Under Armour shares soared more than 17 percent Tuesday morning after the company reported sales in which topped analysts’ expectations, fueled largely by growth outside of North America.
Under Armour said total revenue within the fourth quarter climbed 5 percent to $1.37 billion. Analysts were expecting $1.31 billion, according to a Thomson Reuters survey. Sales in international markets jumped 47 percent, representing 23 percent of total sales.
The company reported a net loss of $88 million, or 20 cents a share, compared with net income of $103 million, or 23 cents per share, a year ago. The company incurred a one-time charge of $39 million within the quarter due to brand-new U.S. tax legislation. Excluding one-time items, Under Armour broke even on a per-share basis, matching analysts’ estimates.
“2017 was a catalyst for us to begin strategically transforming Under Armour into an operationally excellent company,” CEO Kevin Plank said in a statement. “Our fourth quarter as well as full year results demonstrate in which the tough decisions we’re generating are generating the stability necessary to create a more consistent as well as predictable path to deliver long-term value to our shareholders.”
Late last year, Under Armour reported third-quarter sales in which fell short of analysts’ expectations as the company booked an $85 million charge for restructuring efforts. the idea has since trimmed about 2 percent of its global workforce as well as has considered exiting smaller categories, such as fishing.
Moving forward, the Baltimore-based company will be expecting to incur additional restructuring charges of $110 million to $130 million throughout the remainder of the year, stemming via lease terminations as well as the closure of some facilities.
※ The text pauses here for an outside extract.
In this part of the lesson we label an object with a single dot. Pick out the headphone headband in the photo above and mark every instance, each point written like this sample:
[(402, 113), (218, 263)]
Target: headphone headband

Under Armour said the idea should save at least $75 million annually, starting in 2019, via its turnaround plans.
Under Armour has suffered in North America, where demand for its apparel merchandise hasn’t been as strong. in which’s against a backdrop of brands such as Adidas, Nike, Lululemon as well as up-starts like Outdoor Voices stealing market share.
within the fourth quarter, though, which includes the holiday season, Under Armour managed to sell more apparel, footwear as well as accessories. Apparel sales were up 2.5 percent, footwear 9.5 percent, as well as accessories 6.1 percent. The company said its strongest businesses include men’s training as well as running shoes.
Plank has said one area where the company will be still focused on growing will be selling directly to consumers internationally. The company recently announced a handful of brand-new hires to help meet those goals.
North American sales within the fourth quarter fell 4 percent, although direct-to-consumer revenue climbed 11 percent overall. Under Armour continues to build out its website to meet these brand-new growth targets, as its wholesale revenues (i.e. selling to additional distributors such as Kohl’s as well as Foot Locker) decline.
“I think they have to improve their distribution,” Guggenheim Securities analyst Bob Drbul told CNBC. The same products in which are in Dick’s Sporting Goods, for example, shouldn’t also be in Kohl’s, he said.
Further, “Under Armour has to double down on the innovation side as well as improve the product pipeline,” Drubl said, in order to compete with Nike as well as others. Nike will be aggressively targeting $50 billion in revenue by 2020, with about 75 percent percent of in which growth anticipated to come via outside the U.S., as well as 50 percent of future sales stemming via brand-new categories as well as innovation.
Looking to fiscal 2018, Under Armour said the idea anticipates sales to grow at a low-single-digit percentage rate, which incorporates a mid-single-digit decline in North American sales as well as growth internationally of more than 25 percent. Management also said there should be less promotional activity within the second-half of the year, something analysts as well as investors alike have been concerned about.
“We’ve learned a lot of lessons in 2016 as well as 2017,” Plank said Tuesday during an earnings conference call. “For us as a brand … we think about footwear, women’s as well as international being our three growth drivers.”
Including Tuesday’s gains, Under Armour shares are down about 24 percent via a year ago, as the company claws its way back via months of losses.